どのように生きるか ☆
「それは、難しい問題ですね。ご本人にしてみたら、回復の見込みがない状況で意識が失われ、もう二度と戻らないとなったら、延命治療を行わずに、自然な経過に任せて、死を迎えさせて欲しいと言うのは、まともな考え方だと思います。ただ、ご家族にしてみたら、それを受け入れる、と言うのは簡単な事ではありません。ましてや、貴方はまだ若い、若すぎる…… たとえ生命維持装置によって生かされているのだとしても、生きている事に変わりは無い。目を醒ます事は無くても、生きているという現実によって、救われるご家族もある訳ですから……」
日焼けした恰幅の良い医師が、汗ばんだ額を輝かせながら穏やかな口調で話す。
彼が言いたい事は分かる。
しかし延命治療を続ける事で家族に掛かる負担は大きいと思うし、何よりもベッドの上でいくつもの管に繋がれ、機械によって生かされている自らの姿を想像すると息苦しくなってくる。
それにそんな姿が家族の記憶に焼きつき、これまでの思い出が上書きされてしまうのでは無いかと思ったら、胸が爛れたように痛み出す。
心臓の状態が悪化していると告げられた日、僕は担当医と二人きりで話をした。
この日が訪れる事は覚悟していた。
そしてその時が来たら尊厳死について、医師に相談しようと決めていた。
「ご家族に、貴方の意思を伝えておく事は良いと思います。
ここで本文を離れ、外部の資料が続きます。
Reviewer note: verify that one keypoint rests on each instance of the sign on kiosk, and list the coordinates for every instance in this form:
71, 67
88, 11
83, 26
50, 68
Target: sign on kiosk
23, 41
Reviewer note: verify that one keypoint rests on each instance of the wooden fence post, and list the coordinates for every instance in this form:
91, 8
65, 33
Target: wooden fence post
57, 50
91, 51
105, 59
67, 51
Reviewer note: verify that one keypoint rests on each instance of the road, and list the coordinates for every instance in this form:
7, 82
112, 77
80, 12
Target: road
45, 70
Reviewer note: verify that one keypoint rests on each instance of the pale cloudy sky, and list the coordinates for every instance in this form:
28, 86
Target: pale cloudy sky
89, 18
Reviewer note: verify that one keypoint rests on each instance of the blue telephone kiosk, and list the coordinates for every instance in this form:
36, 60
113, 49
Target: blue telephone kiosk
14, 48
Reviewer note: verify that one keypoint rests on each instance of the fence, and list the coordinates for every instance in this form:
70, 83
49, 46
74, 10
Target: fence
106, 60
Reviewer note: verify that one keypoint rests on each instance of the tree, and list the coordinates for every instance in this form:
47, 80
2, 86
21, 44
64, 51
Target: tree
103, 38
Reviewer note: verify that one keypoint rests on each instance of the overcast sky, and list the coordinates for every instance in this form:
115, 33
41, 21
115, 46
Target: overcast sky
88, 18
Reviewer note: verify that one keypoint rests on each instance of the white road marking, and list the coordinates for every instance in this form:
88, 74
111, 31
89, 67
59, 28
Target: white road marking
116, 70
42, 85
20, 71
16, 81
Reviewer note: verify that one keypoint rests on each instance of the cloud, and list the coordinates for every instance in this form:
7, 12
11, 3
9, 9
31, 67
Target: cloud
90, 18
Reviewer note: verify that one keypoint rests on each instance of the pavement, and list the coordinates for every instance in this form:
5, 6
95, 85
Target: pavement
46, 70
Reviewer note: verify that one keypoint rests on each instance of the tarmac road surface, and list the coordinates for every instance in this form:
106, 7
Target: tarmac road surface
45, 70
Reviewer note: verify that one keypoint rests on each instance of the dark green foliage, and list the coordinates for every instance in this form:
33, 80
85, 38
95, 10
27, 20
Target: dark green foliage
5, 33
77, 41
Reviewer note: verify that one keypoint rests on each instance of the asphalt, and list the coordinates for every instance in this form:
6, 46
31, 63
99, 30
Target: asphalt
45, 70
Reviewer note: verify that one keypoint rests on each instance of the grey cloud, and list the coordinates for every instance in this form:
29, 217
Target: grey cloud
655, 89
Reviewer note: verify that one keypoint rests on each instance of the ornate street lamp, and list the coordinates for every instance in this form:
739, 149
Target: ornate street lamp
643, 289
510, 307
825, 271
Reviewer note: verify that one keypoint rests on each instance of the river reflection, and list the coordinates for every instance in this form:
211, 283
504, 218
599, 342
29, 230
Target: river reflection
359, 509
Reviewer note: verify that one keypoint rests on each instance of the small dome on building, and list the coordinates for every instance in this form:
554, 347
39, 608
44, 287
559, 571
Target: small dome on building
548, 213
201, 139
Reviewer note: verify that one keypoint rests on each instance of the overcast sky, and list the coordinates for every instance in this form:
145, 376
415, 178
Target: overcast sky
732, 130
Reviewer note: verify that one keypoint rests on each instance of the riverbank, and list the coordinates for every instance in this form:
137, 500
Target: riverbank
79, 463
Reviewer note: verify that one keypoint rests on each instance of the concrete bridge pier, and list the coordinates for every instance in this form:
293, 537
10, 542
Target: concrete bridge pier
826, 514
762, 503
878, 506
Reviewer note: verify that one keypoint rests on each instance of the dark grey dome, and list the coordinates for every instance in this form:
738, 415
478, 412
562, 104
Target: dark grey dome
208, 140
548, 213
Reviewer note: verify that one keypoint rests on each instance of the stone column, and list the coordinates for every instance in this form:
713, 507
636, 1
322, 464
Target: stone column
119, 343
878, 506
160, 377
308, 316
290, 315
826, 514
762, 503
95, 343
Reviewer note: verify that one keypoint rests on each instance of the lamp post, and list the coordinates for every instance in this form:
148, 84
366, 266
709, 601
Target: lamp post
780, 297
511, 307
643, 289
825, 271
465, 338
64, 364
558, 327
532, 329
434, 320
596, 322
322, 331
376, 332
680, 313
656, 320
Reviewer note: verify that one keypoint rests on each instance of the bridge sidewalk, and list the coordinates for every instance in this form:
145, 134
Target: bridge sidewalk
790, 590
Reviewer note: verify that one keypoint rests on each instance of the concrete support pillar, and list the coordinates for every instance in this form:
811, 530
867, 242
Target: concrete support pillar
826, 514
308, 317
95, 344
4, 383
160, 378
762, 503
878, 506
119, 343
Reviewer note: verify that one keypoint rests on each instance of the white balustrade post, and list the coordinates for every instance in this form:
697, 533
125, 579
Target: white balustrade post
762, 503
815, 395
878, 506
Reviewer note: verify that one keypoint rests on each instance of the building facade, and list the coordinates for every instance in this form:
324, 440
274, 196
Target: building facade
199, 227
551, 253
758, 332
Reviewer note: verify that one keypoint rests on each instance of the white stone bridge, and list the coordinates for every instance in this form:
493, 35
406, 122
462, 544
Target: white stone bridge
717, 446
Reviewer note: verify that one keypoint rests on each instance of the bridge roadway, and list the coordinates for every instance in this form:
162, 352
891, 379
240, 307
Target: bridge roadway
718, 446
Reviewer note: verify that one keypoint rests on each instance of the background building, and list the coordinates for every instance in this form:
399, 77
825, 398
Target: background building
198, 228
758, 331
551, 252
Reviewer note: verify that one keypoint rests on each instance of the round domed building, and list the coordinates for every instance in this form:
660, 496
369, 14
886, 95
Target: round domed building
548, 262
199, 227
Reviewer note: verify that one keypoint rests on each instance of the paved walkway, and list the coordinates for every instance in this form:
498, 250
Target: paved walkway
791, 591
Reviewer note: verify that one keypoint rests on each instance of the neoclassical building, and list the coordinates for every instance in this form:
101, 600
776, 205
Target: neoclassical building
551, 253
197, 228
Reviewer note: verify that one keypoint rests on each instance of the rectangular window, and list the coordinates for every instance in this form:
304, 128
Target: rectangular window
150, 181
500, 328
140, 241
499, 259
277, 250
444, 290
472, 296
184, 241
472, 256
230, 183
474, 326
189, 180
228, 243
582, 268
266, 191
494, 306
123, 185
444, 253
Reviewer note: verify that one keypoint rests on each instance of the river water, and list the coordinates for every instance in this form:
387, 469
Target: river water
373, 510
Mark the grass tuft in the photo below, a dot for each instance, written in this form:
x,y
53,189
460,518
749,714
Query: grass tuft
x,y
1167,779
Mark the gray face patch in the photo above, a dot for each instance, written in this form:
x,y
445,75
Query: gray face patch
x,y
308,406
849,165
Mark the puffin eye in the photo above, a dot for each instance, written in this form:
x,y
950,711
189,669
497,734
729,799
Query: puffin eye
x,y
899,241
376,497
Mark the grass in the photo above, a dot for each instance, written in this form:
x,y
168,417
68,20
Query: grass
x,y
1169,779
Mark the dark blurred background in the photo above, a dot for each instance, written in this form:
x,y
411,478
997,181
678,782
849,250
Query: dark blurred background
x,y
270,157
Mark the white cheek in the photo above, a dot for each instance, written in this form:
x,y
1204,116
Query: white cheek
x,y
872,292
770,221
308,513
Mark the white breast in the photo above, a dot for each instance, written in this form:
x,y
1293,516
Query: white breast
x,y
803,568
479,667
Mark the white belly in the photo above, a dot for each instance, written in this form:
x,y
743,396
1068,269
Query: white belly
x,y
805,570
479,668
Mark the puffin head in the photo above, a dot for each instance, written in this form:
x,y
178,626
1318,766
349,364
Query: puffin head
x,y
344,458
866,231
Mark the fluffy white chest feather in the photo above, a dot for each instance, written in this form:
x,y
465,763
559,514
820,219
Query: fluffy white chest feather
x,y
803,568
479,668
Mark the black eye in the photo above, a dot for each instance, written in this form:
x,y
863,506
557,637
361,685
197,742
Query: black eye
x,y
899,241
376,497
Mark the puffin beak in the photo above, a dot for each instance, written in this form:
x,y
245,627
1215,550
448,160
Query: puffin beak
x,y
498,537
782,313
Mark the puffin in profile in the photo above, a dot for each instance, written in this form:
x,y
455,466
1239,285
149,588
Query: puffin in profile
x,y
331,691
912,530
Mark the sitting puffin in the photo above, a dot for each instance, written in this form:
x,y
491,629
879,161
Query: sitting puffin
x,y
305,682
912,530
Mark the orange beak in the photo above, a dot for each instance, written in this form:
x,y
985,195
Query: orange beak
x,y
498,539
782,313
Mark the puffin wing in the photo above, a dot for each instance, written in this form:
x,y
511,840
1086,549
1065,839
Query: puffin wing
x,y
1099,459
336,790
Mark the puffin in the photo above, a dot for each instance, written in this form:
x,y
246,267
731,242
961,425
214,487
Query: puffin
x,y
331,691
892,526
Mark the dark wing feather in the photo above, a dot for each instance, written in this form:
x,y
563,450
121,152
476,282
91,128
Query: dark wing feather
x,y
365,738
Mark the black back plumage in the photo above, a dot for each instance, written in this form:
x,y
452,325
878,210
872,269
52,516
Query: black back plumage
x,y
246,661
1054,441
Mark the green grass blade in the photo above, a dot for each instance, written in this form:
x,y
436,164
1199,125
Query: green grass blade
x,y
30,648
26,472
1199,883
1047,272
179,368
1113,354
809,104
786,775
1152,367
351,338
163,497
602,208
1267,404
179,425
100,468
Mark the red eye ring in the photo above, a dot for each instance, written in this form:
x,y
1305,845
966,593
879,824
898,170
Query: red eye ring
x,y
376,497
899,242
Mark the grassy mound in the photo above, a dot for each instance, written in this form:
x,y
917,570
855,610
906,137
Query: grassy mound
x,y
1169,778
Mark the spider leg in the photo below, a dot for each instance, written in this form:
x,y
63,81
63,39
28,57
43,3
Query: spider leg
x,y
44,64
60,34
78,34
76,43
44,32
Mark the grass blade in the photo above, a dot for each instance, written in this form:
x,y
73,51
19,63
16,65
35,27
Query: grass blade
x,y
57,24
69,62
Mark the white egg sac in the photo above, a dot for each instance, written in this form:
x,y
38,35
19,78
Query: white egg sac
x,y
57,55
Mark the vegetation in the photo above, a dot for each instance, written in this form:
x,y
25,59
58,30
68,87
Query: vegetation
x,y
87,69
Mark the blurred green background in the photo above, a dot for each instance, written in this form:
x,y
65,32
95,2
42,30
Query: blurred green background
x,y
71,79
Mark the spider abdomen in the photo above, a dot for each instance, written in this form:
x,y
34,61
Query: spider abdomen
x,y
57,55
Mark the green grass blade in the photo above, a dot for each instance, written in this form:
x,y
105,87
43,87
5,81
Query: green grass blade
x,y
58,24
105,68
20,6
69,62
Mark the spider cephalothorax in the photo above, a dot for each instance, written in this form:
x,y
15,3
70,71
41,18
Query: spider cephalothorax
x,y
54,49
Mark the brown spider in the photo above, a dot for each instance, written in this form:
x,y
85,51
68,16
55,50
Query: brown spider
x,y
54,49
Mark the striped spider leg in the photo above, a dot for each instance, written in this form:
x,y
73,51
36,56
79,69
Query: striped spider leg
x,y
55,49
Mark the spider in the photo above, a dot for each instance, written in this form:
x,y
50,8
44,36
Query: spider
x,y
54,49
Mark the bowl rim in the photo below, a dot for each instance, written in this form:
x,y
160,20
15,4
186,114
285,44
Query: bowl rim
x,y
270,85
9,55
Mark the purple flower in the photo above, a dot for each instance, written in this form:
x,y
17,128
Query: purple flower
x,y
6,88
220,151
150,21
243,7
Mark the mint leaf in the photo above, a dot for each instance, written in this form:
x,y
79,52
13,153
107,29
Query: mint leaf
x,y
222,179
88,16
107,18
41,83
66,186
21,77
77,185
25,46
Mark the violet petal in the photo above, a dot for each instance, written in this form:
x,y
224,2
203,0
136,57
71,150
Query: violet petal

リビングウィルという形で残しておく事も出来ます。ただし最終的な決断はご家族に委ねられる事、そして貴方の思いを聞いたご家族は、貴方の意思を尊重すべきか、ご自身の気持ちを優先すべきか決断を迫られる事になります。貴方の意思が、ご家族の気持ちに寄り添うものであれば、それが一番良いのですが……」
愛する人達の顔が脳裏に浮かんだ。
始まりがあれば、終わりも必ずある。
この世界に生まれた日があるのだから、この世界から去る日も必ずやって来る。
死を受け入れる覚悟は出来ているつもりだが、何を残せるのかを考え始めると答えが見つからない。
それでも意思は伝えておくべきだと思う。
どのように死んでいくか、という事は、どのように生きるのか、と同じだと思うから。最期の瞬間まで精一杯生きる為にも、ゴールは自分で決めておきたい。